C'est un jeu de mots, car «Tsumori» signifie « faux » ou « avoir l'intention de... », prétendre être un escargot. Donc au lieu de « Katatsumuri » cela est devenu « Katatsumori ». Il y a là de mauvaises plaisanteries au Japon, à propos des hommes d'âge moyen. Ils remplacent des lettres ou des mots phonétiquement similaires par d'autres, pour signifier différentes choses. Le titre de mon film est comme l'une de ces blagues." (2)






(1) Résumé en français sur le site Film-documentaires [en ligne] : http://www.film-documentaire.fr/Ni_Tsutsumarete.html,film,12285 

(2) Captation de l'intervention de Naomi Kawase lors de la master class pour le Festival de cinema "4+1", 26-30 octobre 2011 (Traduction Laura G.) [en ligne]: http://article.wn.com/view/2014/02/03/top_200_most_anticipated_films_for_2014_192_naomi_kawase_x20/

(3) fiche du film sur sur le site Film Documentaire [en ligne] : http://www.film-documentaire.fr/Kya_Ka_Ra_Ba_A.html,film,12287 

(4) Les conférences TED (Technology, Entertainment and Design), sont une série internationale de conférences organisées par la fondation à but non lucratif Sapling foundation. Cette fondation a été créée pour diffuser des « idées qui valent la peine d'être diffusées » (en anglais : ideas worth spreading).


Site officiel de la réalisatrice : http://www.kawasenaomi.com/en/works/documentary_film/kya_ka_ra_ba_a/


iconographie : Première image, capture d'écran, In Dans ses bras de Naomi Kawase.
Deuxième image, capture d'écran, In Katsumori de Naomi Kawase projeté lors de la master class de Naomi Kawase lors du festival de cinéma "4+1" [en ligne] : http://article.wn.com/view/2014/02/03/top_200_most_anticipated_films_for_2014_192_naomi_kawase_x20/ 



1 commentaire:

  1. Je trouve la grande pudeur japonaise de sa camera est extrêmement violente. Surtout ce plan, où on la voit tenant la camera, à l’intérieur derrière la fenêtre. Tentant de toucher sa grand mère, à l’extérieur... La juxtaposition des éléments rapprochent les sujets... mais ils sont séparés.
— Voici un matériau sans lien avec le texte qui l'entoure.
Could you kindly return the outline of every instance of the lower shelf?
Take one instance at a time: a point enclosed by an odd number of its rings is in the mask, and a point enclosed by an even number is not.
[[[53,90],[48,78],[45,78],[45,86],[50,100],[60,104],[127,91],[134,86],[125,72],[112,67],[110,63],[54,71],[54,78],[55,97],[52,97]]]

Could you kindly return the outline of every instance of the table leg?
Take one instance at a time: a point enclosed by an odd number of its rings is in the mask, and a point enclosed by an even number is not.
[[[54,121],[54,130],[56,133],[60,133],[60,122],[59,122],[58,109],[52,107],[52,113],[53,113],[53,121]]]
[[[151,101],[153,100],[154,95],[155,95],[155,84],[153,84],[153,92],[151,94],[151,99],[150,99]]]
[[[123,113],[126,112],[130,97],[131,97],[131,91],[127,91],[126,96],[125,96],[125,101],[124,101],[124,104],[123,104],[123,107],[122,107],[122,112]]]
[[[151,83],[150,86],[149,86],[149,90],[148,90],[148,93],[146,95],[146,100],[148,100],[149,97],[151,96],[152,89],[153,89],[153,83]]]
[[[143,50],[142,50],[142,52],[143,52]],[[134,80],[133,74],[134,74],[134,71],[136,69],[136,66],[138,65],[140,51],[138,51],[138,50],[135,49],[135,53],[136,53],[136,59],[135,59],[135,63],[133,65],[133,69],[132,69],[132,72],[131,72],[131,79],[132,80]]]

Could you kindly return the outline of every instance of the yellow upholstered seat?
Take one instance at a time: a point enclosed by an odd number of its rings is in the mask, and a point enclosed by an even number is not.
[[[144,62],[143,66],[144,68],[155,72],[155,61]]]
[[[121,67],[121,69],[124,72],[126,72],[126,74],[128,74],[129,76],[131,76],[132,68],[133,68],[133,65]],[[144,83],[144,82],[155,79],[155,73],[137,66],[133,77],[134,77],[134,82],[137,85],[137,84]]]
Sa main se pose sur la vitre de la fenêtre. Cette démarcation, cette césure, voire cette dichotomie est très forte pour un enfant qui a grandi dans une famille et un pays où il n'est pas né, dont il n'est pas issu, et cela dépasse bien entendu le cas de l'adoption. Ses images me font penser au cinéma d'Ozu... de ce fameux plan où la grand mère cherche à tenir son petit fils haut comme trois pommes... mais qui la fuit.